The model allowed the team to examine the coordinated responses of thousands of individual cells at once and test how the responses changed when the cellular sensors that detect rhinovirus were blocked. In doing so, the researchers observed a defensive mechanism that keeps rhinovirus infections at bay, coordinated by interferons—proteins that block the entry and replication of viruses.
Upon sensing rhinovirus, cells in the nasal lining produce interferons, which induce a coordinated antiviral defense of infected cells and neighboring cells, making the environment inhospitable for viral replication. If the interferons act quickly enough, the virus cannot spread. “In the intact human nasal epithelium, RV primarily induces an interferon response, which restricts the infection to <2% of cells,” the scientists commented. When they then prevented this response experimentally, the virus quickly infected many more cells, causing damage and, in some cases, death of the infected organoids.
“Our experiments show how critical and effective a rapid interferon response is in controlling rhinovirus infection, even without any cells of the immune system present,” said first author Bao Wang, PhD.
The research also revealed other responses to rhinovirus that kick in when viral replication increases. For example, rhinovirus can trigger a different sensing system that causes infected and uninfected cells to synergistically produce excessive mucus, increase inflammation, and sometimes cause breathing problems in the lungs. “Inhibiting this response increases viral replication and exaggerates nuclear factor κB (NF-κB)- and Nod-like receptor protein 1 (NLRP1)-dependent pro-inflammatory responses and mucus hyperproduction with positive feedback from interleukin (IL)-1β release,” they reported.

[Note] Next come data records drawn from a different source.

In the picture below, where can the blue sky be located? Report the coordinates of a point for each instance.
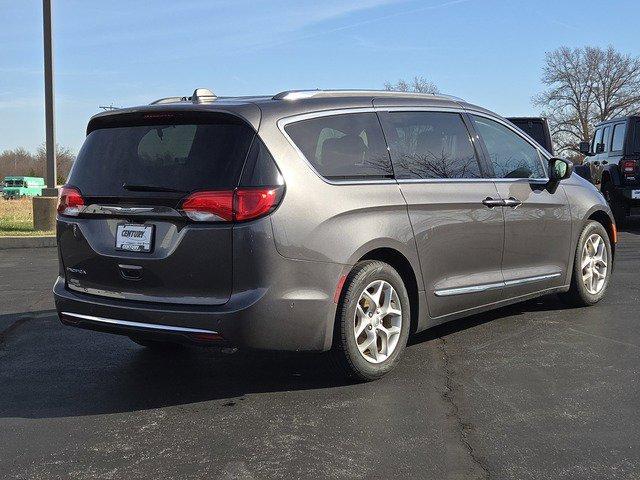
(130, 52)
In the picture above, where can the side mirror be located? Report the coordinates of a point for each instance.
(559, 169)
(585, 148)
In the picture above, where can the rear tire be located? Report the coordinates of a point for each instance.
(617, 207)
(372, 321)
(156, 345)
(591, 267)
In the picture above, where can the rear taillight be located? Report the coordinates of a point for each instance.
(628, 168)
(209, 206)
(70, 202)
(239, 205)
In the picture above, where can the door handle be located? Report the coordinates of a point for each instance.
(512, 202)
(493, 202)
(130, 272)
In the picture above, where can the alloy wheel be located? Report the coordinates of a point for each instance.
(378, 321)
(594, 264)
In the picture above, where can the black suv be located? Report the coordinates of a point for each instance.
(613, 159)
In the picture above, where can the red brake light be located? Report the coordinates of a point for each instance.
(70, 202)
(237, 205)
(209, 206)
(629, 166)
(252, 203)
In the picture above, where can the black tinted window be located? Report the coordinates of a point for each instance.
(535, 129)
(184, 157)
(343, 146)
(511, 155)
(619, 131)
(260, 169)
(636, 137)
(597, 140)
(430, 145)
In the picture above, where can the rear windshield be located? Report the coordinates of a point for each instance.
(175, 155)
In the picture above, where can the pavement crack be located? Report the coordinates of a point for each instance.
(464, 428)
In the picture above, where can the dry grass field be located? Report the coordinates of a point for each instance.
(16, 218)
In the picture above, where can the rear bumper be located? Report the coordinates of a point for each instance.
(295, 313)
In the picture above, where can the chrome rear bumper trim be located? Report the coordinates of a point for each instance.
(127, 323)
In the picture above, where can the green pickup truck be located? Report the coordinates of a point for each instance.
(17, 187)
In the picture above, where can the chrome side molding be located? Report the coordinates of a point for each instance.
(493, 286)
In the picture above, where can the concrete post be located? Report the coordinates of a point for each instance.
(49, 102)
(44, 208)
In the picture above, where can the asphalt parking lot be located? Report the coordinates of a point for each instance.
(533, 391)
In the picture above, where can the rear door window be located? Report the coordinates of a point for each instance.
(597, 140)
(430, 145)
(511, 156)
(343, 147)
(636, 137)
(173, 154)
(619, 130)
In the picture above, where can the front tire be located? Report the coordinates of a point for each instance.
(591, 267)
(372, 321)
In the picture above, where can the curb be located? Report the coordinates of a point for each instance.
(27, 242)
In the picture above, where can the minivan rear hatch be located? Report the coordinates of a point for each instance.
(131, 239)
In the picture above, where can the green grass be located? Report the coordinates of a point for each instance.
(16, 218)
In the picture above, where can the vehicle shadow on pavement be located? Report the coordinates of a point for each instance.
(632, 225)
(49, 370)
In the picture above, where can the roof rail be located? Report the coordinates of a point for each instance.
(200, 95)
(302, 94)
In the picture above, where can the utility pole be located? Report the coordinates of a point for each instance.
(49, 102)
(44, 207)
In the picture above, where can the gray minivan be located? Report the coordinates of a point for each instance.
(339, 221)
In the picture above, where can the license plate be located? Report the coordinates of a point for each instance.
(134, 238)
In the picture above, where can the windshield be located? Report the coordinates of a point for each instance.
(172, 158)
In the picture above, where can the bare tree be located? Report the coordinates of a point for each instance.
(417, 85)
(21, 162)
(586, 86)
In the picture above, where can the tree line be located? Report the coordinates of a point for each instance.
(22, 162)
(583, 87)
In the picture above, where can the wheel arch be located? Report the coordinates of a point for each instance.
(608, 223)
(403, 266)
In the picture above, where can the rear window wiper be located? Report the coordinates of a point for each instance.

These responses may be good targets for intervening in rhinovirus infection and promoting a healthy antiviral response, the team suggested. “We demonstrate the potency of the epithelial IFN response in limiting RV in its target tissue and define conditions that promote a distinct pro-inflammatory response mediated by NLRP1 and IL-1R signaling, pointing to the NLRP1-IL-1 axis as a potential therapeutic target to alleviate RV-induced airway obstruction.”

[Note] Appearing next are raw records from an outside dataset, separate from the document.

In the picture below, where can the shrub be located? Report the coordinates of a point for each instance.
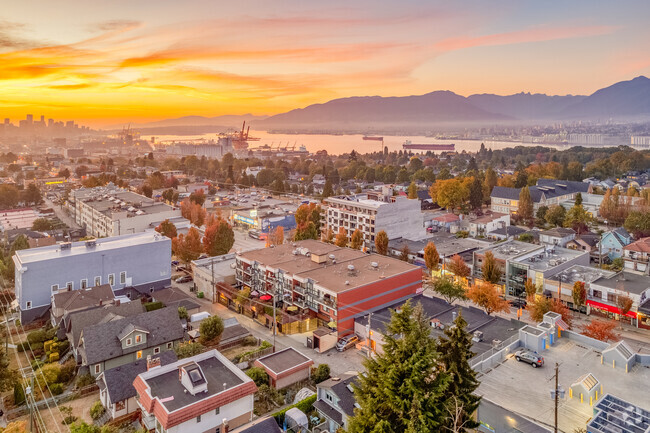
(97, 410)
(151, 306)
(258, 375)
(56, 388)
(321, 373)
(85, 380)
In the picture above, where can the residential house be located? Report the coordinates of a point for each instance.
(546, 192)
(636, 256)
(335, 400)
(76, 300)
(559, 236)
(122, 341)
(285, 367)
(141, 260)
(202, 393)
(116, 391)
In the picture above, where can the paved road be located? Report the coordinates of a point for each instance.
(350, 360)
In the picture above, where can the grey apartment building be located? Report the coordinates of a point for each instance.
(141, 260)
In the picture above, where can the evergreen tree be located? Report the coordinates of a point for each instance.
(402, 389)
(455, 352)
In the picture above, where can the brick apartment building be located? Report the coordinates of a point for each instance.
(327, 282)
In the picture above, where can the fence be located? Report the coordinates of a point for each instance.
(489, 359)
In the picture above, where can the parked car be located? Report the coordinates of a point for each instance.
(532, 358)
(346, 342)
(518, 303)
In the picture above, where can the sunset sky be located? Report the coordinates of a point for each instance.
(104, 62)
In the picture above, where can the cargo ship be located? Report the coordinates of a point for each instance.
(435, 147)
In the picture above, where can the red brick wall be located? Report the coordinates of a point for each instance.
(373, 296)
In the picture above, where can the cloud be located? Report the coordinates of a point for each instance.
(539, 34)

The team acknowledges that the organoids used contain limited cell types compared to those in the body, since in the body an infection attracts other cells, including those in the immune system, to join the defense against rhinovirus infection. They say that understanding how other cell types and environmental factors in the nasal passages and airways calibrate the body’s response to rhinovirus infection is an important next step of this work. Nevertheless, the authors concluded, “Our results highlight the usefulness of ALI culture, and human organoid models in general, for understanding the dynamic interplay between innate immune sensing, viral replication, and tissue-specific phenotypes that result from viral infection.”
Foxman added, “Our study advances the paradigm that the body’s responses to a virus, rather than the properties inherent to the virus itself, are hugely important in determining whether or not a virus will cause illness and how severe the illness will be. Targeting defense mechanisms is an exciting avenue for novel therapeutics.”